Percorri a mente em busca de conversas ou apresentações – tanto dos primeiros encontros com Daniel em Nova Iorque, nossos meses de namoro e então noivado, até, quanto dos dias passados com Robin nessa pequena cidade no meio do Maine – que pudessem justificar a presença daquela mulher ali, tão intimamente próxima à cama, onde o homem que um dia amei vegetava, porém, não encontrei nada. Nenhuma lembrança sequer. Meus pensamentos haviam sido varridos por aqueles imensos olhos escuros, que não deixavam de me encarar.

― Então, você conhece Daniel? ― questionei pigarreando, desviando da mirada enigmática dela e movendo-me para dentro do quarto.

Caminhei até a maca, onde meu noivo continuava prostrado. Os olhos abertos sem foco e as piscadas lentas, salientavam uma automaticidade do corpo em contraste com o vazio que existia na razão, Daniel estava exatamente da mesma forma que o encontrei nas outras visitas. Em um torpor que não o permitia cair em um estado mais crítico, mas que também não o guiava para a melhora.

― Oi ― disse baixinho, quando cheguei ao lado dele. A esperança de uma resposta sempre existia, mas morria um pouquinho mais ao passo que nada acontecia. Daniel sequer deixava de olhar o branco da parede para encontrar meus olhos frustrados. Sorri resignada e beijei suavemente sua testa, passando, depois, os dedos nos fios castanhos claro do cabelo para arruma-los e deixar um carinho simbólico, que nem sei se ele poderia sentir.

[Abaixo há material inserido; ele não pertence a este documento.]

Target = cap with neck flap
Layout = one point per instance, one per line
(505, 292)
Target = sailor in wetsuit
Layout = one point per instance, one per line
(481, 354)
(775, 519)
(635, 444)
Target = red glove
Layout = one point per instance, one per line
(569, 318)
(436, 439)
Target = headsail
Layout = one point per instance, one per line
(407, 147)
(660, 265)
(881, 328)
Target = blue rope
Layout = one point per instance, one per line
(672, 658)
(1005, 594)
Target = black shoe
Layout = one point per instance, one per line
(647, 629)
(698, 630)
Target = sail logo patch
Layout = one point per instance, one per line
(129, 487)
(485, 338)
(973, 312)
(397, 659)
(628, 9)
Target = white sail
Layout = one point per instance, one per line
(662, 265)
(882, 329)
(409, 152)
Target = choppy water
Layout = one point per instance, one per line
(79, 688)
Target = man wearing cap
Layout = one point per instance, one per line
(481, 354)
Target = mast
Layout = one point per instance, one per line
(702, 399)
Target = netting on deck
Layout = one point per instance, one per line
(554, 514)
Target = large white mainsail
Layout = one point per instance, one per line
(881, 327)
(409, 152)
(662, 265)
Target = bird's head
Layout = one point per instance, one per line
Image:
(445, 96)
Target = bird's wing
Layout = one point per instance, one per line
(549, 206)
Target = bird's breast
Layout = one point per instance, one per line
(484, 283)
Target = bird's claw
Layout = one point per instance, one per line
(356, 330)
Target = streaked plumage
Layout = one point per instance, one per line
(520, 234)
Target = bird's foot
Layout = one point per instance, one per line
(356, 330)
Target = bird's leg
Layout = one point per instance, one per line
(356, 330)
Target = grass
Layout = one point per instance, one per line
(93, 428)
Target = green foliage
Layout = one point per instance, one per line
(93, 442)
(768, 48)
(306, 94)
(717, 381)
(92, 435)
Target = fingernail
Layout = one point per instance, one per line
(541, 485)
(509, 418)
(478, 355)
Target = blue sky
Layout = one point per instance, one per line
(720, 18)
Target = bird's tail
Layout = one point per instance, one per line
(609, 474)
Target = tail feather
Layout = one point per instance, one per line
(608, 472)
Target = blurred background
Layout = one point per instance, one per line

O silêncio, quebrado unicamente pelas máquinas hospitalares ligadas à ele e o som do aparelho de ar-condicionado, fez-me virar para a mulher prostrada à poucos metros de distância nos encarando.

― Você o conhece? ― inquiri novamente, com o semblante sério e a sobrancelha erguida. A pergunta, obviamente, estava clara e não precisava de respostas, todavia, tanto eu quanto ela sabíamos que o que realmente estava implícito ali eram duas outras questões: Como? Quando?

As linhas da boca de Fiona curvaram-se em um sorriso cínico e falso. Suas mãos moveram-se em gestos leves no ar enquanto ela dava um passo em frente e articulava a minha resposta.

― O conheço de toda a vida ― usando um tom atrevido, ela me desafiava a entrar em um jogo de provocações, que tinha a certeza de ter a vantagem ―, assim como todos os seus irmãos. Na verdade, os Locksley e eu crescemos juntos. Sou uma grande amiga de infância.

O sorriso dissimulado que encurvava sua boca, despontou na minha. Se ela pensava que era a única que sabia dar as cartas, estava enganada.

― Entendo ― pontuei, suavizando minhas expressões ―, sinto muito não ter lhe reconhecido logo, é que durante todos esses dias que passei com eles na mansão Locksley, ninguém me falou da Fiona, a grande amiga de infância ― a curva em seus lábios caiu um pouco, mas ela continuou mantendo o sorriso falso no rosto. ― Puff, adultos e seus problemas de memória.

Fiona encarou meus olhos como se pudesse entrar neles e desvendar todos os meus segredos, temores e cada um dos detalhes da minha vida. E pela forma como sorriu em seguida, sua busca parece ter alcançado algum tipo de resultado.

― Oh! Não se preocupe, Regina ― deu três passos em minha direção e olhou rumo à cama hospitalar. ― Não precisa ficar com ciúme, querida. Daniel e eu somos apenas amigos de longa data.